Having critiqued Graham, Pawlikowski turns to the analysis of Dr. Gerhart Riegner of the World Jewish Congress. Riegner was himself involved in Jewish efforts to save European Jewry, and he explained how the Jewish leadership overcame its earlier reluctance and appealed to Pius XII for help. He conceded that the Vatican made a difference in Slovakia but not in any other countries. Riegner studied Vatican-Jewish relations and concluded that the Pope's response was weak except in Hungary, where effective and energetic action contributed to the saving of many Jewish lives. He concluded as well that the Vatican may never have understood the full scope of the catastrophe befalling European Jewry, and at any rate it was never a high priority at the Vatican. Pawlikowski's only question about Riegner's analysis is his seeming conviction that a strong papal statement would have saved many more Jewish lives.

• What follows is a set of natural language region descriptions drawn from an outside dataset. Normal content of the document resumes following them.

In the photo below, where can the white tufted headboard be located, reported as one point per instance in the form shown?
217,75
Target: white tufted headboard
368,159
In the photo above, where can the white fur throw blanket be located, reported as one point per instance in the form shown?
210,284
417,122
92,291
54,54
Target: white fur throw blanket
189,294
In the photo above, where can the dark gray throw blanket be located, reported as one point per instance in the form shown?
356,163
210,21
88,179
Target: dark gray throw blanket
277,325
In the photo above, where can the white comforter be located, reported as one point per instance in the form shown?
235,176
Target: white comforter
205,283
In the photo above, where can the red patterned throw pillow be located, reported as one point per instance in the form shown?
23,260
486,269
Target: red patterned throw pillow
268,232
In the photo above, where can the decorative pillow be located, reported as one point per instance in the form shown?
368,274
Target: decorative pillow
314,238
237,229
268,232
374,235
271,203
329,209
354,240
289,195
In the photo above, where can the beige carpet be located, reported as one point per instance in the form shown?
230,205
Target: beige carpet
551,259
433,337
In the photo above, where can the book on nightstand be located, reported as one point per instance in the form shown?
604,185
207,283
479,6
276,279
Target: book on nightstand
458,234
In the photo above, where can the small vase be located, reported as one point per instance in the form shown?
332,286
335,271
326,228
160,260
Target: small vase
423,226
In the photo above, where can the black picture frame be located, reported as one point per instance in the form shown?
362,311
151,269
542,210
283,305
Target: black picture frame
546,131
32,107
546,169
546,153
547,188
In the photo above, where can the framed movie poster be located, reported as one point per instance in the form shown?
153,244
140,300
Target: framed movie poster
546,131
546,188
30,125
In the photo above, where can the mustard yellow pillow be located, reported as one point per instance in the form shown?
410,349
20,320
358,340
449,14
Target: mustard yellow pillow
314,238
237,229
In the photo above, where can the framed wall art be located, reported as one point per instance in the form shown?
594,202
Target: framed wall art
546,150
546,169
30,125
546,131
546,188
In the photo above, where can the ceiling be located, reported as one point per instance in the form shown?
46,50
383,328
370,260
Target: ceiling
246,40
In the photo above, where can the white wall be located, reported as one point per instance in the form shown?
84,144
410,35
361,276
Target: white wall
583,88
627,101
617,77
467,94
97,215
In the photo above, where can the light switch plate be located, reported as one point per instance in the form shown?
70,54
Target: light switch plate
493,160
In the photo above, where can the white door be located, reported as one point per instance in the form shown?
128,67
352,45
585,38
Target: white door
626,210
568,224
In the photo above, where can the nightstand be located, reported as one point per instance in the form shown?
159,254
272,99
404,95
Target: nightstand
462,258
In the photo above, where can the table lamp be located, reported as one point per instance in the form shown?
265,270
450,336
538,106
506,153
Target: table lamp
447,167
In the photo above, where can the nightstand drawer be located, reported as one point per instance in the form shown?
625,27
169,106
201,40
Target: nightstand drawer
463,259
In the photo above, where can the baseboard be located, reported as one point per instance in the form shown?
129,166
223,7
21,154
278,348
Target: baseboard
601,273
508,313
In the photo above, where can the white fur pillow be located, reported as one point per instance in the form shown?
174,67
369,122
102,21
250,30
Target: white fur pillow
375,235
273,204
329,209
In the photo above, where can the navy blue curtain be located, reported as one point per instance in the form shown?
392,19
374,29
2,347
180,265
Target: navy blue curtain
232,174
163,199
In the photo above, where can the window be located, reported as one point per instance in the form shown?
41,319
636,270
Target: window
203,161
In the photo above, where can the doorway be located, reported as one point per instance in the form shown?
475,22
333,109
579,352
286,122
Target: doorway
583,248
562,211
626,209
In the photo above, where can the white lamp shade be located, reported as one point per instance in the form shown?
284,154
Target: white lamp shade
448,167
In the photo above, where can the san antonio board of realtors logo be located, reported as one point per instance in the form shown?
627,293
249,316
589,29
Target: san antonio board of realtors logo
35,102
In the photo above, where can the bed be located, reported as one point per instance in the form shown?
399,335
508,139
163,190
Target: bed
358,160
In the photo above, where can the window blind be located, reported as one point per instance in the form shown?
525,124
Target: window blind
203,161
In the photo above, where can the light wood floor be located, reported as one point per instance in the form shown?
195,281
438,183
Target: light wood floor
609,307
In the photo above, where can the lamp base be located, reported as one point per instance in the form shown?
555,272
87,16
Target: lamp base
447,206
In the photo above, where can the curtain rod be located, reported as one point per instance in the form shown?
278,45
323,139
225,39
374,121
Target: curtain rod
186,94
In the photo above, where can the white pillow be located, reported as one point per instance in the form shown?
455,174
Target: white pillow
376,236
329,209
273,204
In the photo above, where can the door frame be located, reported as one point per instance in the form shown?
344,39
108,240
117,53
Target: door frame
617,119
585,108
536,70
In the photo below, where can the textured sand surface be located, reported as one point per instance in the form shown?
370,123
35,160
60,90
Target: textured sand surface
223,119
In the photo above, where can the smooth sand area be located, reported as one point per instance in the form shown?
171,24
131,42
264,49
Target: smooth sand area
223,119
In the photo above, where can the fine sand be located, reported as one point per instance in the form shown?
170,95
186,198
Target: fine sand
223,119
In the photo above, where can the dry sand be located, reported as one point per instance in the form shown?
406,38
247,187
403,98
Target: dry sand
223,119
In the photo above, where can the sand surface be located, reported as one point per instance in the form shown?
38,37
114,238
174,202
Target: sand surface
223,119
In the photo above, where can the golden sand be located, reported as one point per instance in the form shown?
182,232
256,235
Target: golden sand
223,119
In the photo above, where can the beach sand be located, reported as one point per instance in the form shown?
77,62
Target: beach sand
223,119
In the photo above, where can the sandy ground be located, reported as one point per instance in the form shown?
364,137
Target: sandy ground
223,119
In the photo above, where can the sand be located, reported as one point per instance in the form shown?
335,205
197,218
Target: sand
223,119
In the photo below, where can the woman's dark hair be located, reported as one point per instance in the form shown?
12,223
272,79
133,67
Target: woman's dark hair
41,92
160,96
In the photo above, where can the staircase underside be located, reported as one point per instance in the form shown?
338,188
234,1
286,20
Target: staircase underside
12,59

Pawlikowski concludes with a review of several other scholarly viewpoints. Fr. John Morley showed that overcautious Vatican diplomacy, not crass papal indifference to the plight of the suffering masses, kept the Vatican from doing more to save Jews. Michael R. Marrus also traced the limited Vatican response to Vatican diplomacy based on political neutrality and the protecting of Catholic interests. "For Marrus the controlling reality under Pius XII was the preservation of the church. All else took a backseat" (p. 560). Richard Lukas, a Polish-American historian, concludes that the Vatican could have done much more to help Poland, and he points out the Pope's widespread unpopularity among Poles during the war. English Catholic historian J. Derek Holmes presented a more favorable view of the results of Vatican diplomacy, while Canadian Anglican historian John Conway attributed the weakness of the Vatican responses to the belief that "the Church's well-being was inevitably tied to the preservation of the old social order in Germany and elsewhere in Europe" (p. 562).

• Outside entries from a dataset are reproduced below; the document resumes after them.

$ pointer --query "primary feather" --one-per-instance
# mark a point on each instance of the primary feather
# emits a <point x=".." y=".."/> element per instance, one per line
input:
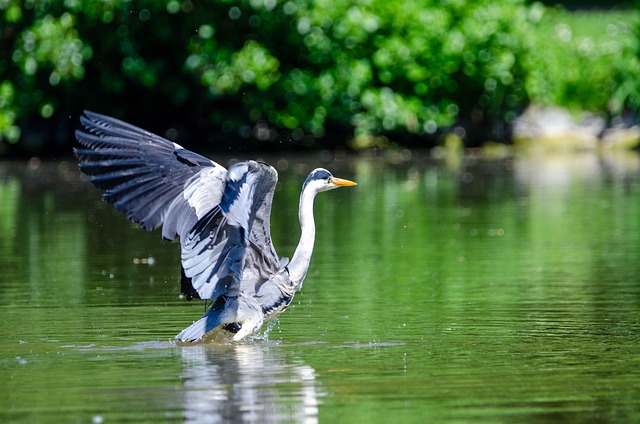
<point x="220" y="217"/>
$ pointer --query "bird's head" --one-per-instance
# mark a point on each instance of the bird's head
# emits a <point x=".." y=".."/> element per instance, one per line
<point x="321" y="180"/>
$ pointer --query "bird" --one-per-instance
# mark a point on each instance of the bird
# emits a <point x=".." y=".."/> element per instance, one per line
<point x="221" y="218"/>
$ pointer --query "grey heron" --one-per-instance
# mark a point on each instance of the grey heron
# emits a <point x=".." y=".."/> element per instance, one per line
<point x="221" y="218"/>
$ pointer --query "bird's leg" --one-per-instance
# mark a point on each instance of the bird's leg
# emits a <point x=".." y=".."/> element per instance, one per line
<point x="248" y="327"/>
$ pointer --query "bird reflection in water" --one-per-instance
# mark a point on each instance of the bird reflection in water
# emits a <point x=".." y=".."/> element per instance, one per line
<point x="250" y="383"/>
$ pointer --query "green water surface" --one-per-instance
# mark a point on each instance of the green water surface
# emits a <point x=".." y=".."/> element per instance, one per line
<point x="462" y="291"/>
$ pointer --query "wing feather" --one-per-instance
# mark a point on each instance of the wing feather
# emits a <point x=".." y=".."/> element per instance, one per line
<point x="230" y="248"/>
<point x="221" y="218"/>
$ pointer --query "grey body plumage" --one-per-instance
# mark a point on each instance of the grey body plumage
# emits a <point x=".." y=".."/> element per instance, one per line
<point x="221" y="218"/>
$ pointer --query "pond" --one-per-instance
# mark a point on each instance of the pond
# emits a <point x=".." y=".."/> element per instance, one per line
<point x="468" y="290"/>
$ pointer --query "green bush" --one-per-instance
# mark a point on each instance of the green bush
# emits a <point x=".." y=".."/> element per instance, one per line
<point x="299" y="70"/>
<point x="587" y="61"/>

Pawlikowski concludes from all this that 1) the accusations of "silence" against Pope Pius XII and the Vatican are unfounded; 2) Pius was committed to a "diplomatic" church model, a view that the Church is beginning to put aside as it speaks more forthrightly about issues; 3) the Church is more willing to put itself at risk so as not to write off certain groups as "unfortunate expendables"; 4) traditional Catholic antisemitism does not seem to have been a major factor determining Vatican policy, although it probably did play a role in such countries as France, Germany, Austria, Poland, and Slovakia; 5) because of his high personal regard for the German church, Pius may have been influenced by the Germans' "relief that the Jewish community's 'subversive' influence on the traditional social order was being removed" (p. 564).